今年の8月、高円寺で初めての危口のいない「搬入プロジェクト」の公演を行った。初演から8年、21回目のことだった。搬入プロジェクトは変わらない作品の強度をもっていた。始まった瞬間に頭が真っ白になる(協力者・「快快」佐々木文美談 )し、やっている本人達も何をすべきかわからなくなる。それでも搬入物体は自身が戯曲であるかのように人を動かしていく。混乱した狭小の現場の中、空間から導き出されて自分らが作った物体に翻弄されつつ、気がつくと汗だくで担ぐ人々、汗だくで見守る人々。役者として訓練していない人々が輝ける場が作られていた。それはまさに危口統之の「演出」だった。多くの人が感じたであろう。危口の作ったルールによってこのゲームは本人不在でも完全に機能していたことに改めて感心した。そしてやっぱり終わった後にいつもの彼の笑顔が見られない寂しさも噛み締めた。

 

搬入プロジェクトは著作権フリーで、誰でもやっていいし、誰でもできる演目だ。と口癖のように言っていた。我々の手を離れて上演されることを望み、実際に企てようとしていた。時が経ち、どこか遠くの知らない村の祭りや行事などとして定着したらそれはこの作品の最長到達地点なのかもしれない。今はまだこの作品は完成していないのではないか。
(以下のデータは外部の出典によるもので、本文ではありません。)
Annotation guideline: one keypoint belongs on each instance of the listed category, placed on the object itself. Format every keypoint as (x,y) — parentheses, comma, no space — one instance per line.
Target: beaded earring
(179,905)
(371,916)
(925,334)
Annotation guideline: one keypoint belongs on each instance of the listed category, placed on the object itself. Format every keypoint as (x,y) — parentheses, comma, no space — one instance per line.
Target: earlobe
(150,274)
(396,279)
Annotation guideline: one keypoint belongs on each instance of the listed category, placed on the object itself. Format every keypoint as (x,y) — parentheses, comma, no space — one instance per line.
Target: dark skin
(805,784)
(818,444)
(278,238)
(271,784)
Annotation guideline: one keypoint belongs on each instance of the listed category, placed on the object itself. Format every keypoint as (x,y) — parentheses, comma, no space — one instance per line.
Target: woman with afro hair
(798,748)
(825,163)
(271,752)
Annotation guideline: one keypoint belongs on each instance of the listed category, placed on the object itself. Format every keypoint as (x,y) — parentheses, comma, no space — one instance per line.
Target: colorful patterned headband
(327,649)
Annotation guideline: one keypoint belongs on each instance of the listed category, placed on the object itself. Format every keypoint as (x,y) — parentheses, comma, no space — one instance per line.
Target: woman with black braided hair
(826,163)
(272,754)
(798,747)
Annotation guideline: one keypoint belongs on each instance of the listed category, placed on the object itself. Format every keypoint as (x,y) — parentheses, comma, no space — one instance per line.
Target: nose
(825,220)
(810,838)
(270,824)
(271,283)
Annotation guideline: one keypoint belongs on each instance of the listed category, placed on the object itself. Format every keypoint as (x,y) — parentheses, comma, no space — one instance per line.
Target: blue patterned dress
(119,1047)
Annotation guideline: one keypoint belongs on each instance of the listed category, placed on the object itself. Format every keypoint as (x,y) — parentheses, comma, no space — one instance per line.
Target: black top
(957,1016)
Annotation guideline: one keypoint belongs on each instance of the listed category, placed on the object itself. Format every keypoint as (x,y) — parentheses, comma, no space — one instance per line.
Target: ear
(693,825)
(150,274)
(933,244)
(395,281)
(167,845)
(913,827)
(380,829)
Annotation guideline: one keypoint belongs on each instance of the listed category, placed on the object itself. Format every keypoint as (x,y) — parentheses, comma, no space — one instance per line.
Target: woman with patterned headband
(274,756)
彼がいない今、新しい演劇作品を実際に作りだすことは困難だ。でも「搬入プロジェクト」は今からでも誰がやってもその場所での新作としての価値を持っている。

実際に誰でもできるように、できる限り手法や情報をまとめて発信することで、「搬入プロジェクト」という作品がもう少しだけ先に届くような手助けができないかと願っています。

 

 

石川卓磨

1978年神奈川県生まれ。建築家。NEWEST一級建築士事務所共同主宰。危口とともに、舞台や装置から観客席までを意識した「体験の設計」を担当。全ての搬入プロジェクトに関わる。悪魔のしるしメンバー。